PROJECTS

beyond formosa

132 years after Elisabet Ney built her home studio, Formosa, on what was then the edge of town on a prairie, and 113 years after the site became the first art museum in Austin and second in the state, the City of Austin Parks and Recreation Department in partnership with the Friends of the Elisabet Ney Museum will undertake an expansive project to create a new cultural experience for our city. For significant improvements to be made, the facility will be closed to the public December 30, 2024 through Summer 2026. 

The interpretive project endeavors to re-assess Ney’s life, artwork, legacy, landscape, process, and evaluate how the 2.5-acre wild respite in the middle of the city could be best protected, revitalized, and refocused to serve the communities and visitors of today and the decades to come. The museum honors and carries on Elisabet Ney’s spirit while also bringing it into the twenty-first century with a thriving contemporary arts program celebrating the commonalities between 19th-century art and modern times through the lens of artists. After an eight-month public engagement initiative in partnership with expert consultancies, historians, and advocates—backed by a volunteer-led fundraising campaign, and various grants, the Elisabet Ney Museum is entering a once in a lifetime transformation.

The Elisabet Ney Museum will close on December 30, 2024 for a Capital Improvement Project, to start in early 2025. Work on the approximately 3,700 square foot museum facility will include restoration of original exterior wood doors and windows, upgrades and replacement of the Heating, Ventilation, and Air Conditioning system, replacement of the exhibit and general lighting systems, repairs to the roof, masonry, plumbing, and interior finishes. Exterior work includes replacing the pedestrian bridge across Waller Creek and installation of accessible pathways, to better connect the museum’s grounds. The site work also includes approximately 20,000 square feet of Waller Creek bank stabilization.

The Elisabet Ney Museum sits in the historic Hyde Park Neighborhood of Central Austin and is visited by 21,000 local, national, and international guests each year. The Museum is listed on the National Register of Historic Places, designated as a Texas State Antiquities Landmark, a Recorded Texas Historic Landmark, a City of Austin Historic Landmark, a contributing site to the Hyde Park National Register Historic District and the Hyde Park Local Historic District, and is a member of the National Trust for Historic Preservation's Historic Artists’ Homes and Studios program. Funding for this restoration project is provided through 2012 Bond, Proposition 14, the Parkland Dedication Fund, the Historic Preservation Fund, and contributions from the Friends of the Elisabet Ney Museum. This project is located within zip code 78751 (District 9).
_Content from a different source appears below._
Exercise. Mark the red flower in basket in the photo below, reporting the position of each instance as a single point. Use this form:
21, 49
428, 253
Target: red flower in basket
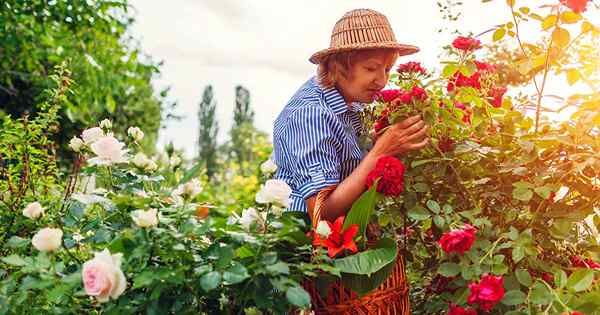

A rehabilitation plan to address the museum’s historic landscape funded by individual supporters, multiple grants (including from the Stillwater Foundation, National Trust, City of Austin Economic Development Department, and Austin Parks Foundation), and the Friends of the Elisabet Ney Museum will be completed in 2024. This plan designed by Ten Eyck Landscape Architects and Co’Design was created in collaboration with extensive community input and will improve access to the museum’s 2.5 acres of wilderness, create an outdoor classroom space, and a new entryway plaza.  Additionally, the museum's new interpretive plan, begun in 2023 with MuseWork and Creative Policy and informed by extensive research and a robust public engagement campaign, will be activated during the final stages of the construction project and be implemented upon reopening. The entire project is expected to be completed Fall 2026.

The goals are to preserve Formosa, the world’s largest collection of Ney’s artworks housed in the studio, and key historical ecological elements of the property while updating access, safety, climate control for the collection, gathering places, and opportunities to engage all in a holistic and forward-looking way. The overall transformation is aimed at sustainability and broadening the experience for visitors to engage with Ney’s life work, artistic process, lived experience, world view, and the symbolism of her story against the backdrop of tomorrow. The intent is for anyone who arrives at the Elisabet Ney Museum to feel welcome, inspired, and reinvigorated.